Mean body weight gain of F₁ and F₂ pups at 400 ppm were statistically reduced (p<0.05) on day 14 and 21, which coincided with the direct ingestion of diet containing test material. This onset was indicative of signs of toxicity from ingestion of test material and not a reproductive effect.

 

Pup survival indices

The % of total pups born alive and remaining alive on day 4 (total born viability), of live born pups on day 4 (live born viability) and of the pups after culling surviving to weaning were comparable among the control and treated groups for both F₁ and F₂ litters.

 

Offspring post mortem results:

F₁ and F₂ pups: There were no test material related effects on the number of preweaning losses calculated runts or external observations. No test material related macroscopic findings were observed in incidental (preweaning) deaths, day 4 culled pups or weanlings. There was no significant increase in the number of pups with malformations in the treated groups.
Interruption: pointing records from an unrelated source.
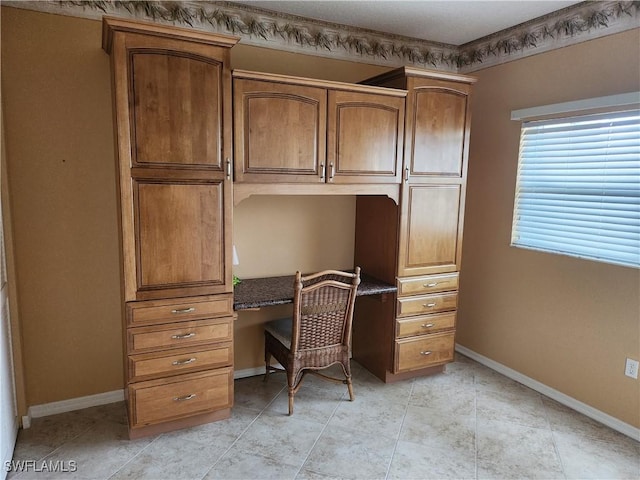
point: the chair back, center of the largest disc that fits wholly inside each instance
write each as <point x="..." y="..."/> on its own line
<point x="323" y="309"/>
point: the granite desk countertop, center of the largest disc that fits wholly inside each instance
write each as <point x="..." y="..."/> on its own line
<point x="264" y="292"/>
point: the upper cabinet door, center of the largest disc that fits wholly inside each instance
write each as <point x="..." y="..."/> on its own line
<point x="173" y="122"/>
<point x="180" y="238"/>
<point x="439" y="129"/>
<point x="170" y="104"/>
<point x="280" y="132"/>
<point x="364" y="137"/>
<point x="177" y="109"/>
<point x="430" y="229"/>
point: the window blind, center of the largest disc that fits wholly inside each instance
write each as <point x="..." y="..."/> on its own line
<point x="578" y="187"/>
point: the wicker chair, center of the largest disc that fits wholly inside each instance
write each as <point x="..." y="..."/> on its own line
<point x="319" y="334"/>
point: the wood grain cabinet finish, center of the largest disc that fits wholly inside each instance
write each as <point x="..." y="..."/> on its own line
<point x="424" y="231"/>
<point x="296" y="130"/>
<point x="172" y="113"/>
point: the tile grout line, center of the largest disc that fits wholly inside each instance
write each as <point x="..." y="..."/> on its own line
<point x="475" y="416"/>
<point x="333" y="413"/>
<point x="264" y="409"/>
<point x="395" y="447"/>
<point x="553" y="437"/>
All malformations were considered incidental.

Applicant's summary and conclusion

Conclusions:

In conclusion, the results of this study clearly demonstrate the absence of any adverse effects on reproductive parameters. The NOAEL for reproductive toxicity was at least 400 ppm (29.81 mg/kg/day). Based on reduced body weight gains and food consumption at 400 ppm, the NOEL for parental and pup toxicity was 100 ppm (7.38 mg/kg/day).

Executive summary:

CGA 15324 Technical was administered in the diet to rats at concentrations of 0, 5, 100 and 400 ppm (corresponding to 0, 0.4, 7 and 35 mg/kg/day) through two generations. Administrations started 10 weeks prior to the P₀ generation being paired and mated. Rats were randomly paired within dose groups to yield the F₁ generation. On lactation day 4 litters were culled to four male and for females where ever possible. Culled pups underwent a soft tissue examination with the focus on the brain and heart.

 

F₁ pups were weaned at 21 days of age. Within each dose level rats were randomly selected to continue on treatment as parent animals of the F₂ generation. They underwent the same study phases as P₀ animals. Adult animals were necropsied and reproductive tissues examined histologically.

 

At the 400 ppm dose level, reduced body weight gains and food consumption were noted in parental animals and pups of both sexes. There were no treatment related clinical signs, necropsy findings or histopathological observations at any dose level. Reproduction performance was not affected. There were no effects on mating, behaviour, gestation length, the number of litters with live born pups, the total number of pups/litter, preweaning losses, survival indices. No macroscopic findings were noted in pups.

 

In conclusion, the results of this study clearly demonstrate the absence of any adverse effects on reproductive parameters. The NOAEL for reproductive toxicity was at least 400 ppm (29.81 mg/kg/day). Based on reduced body weight gains and food consumption at 400 ppm, the NOEL for parental and pup toxicity was 100 ppm (7.38 mg/kg/day).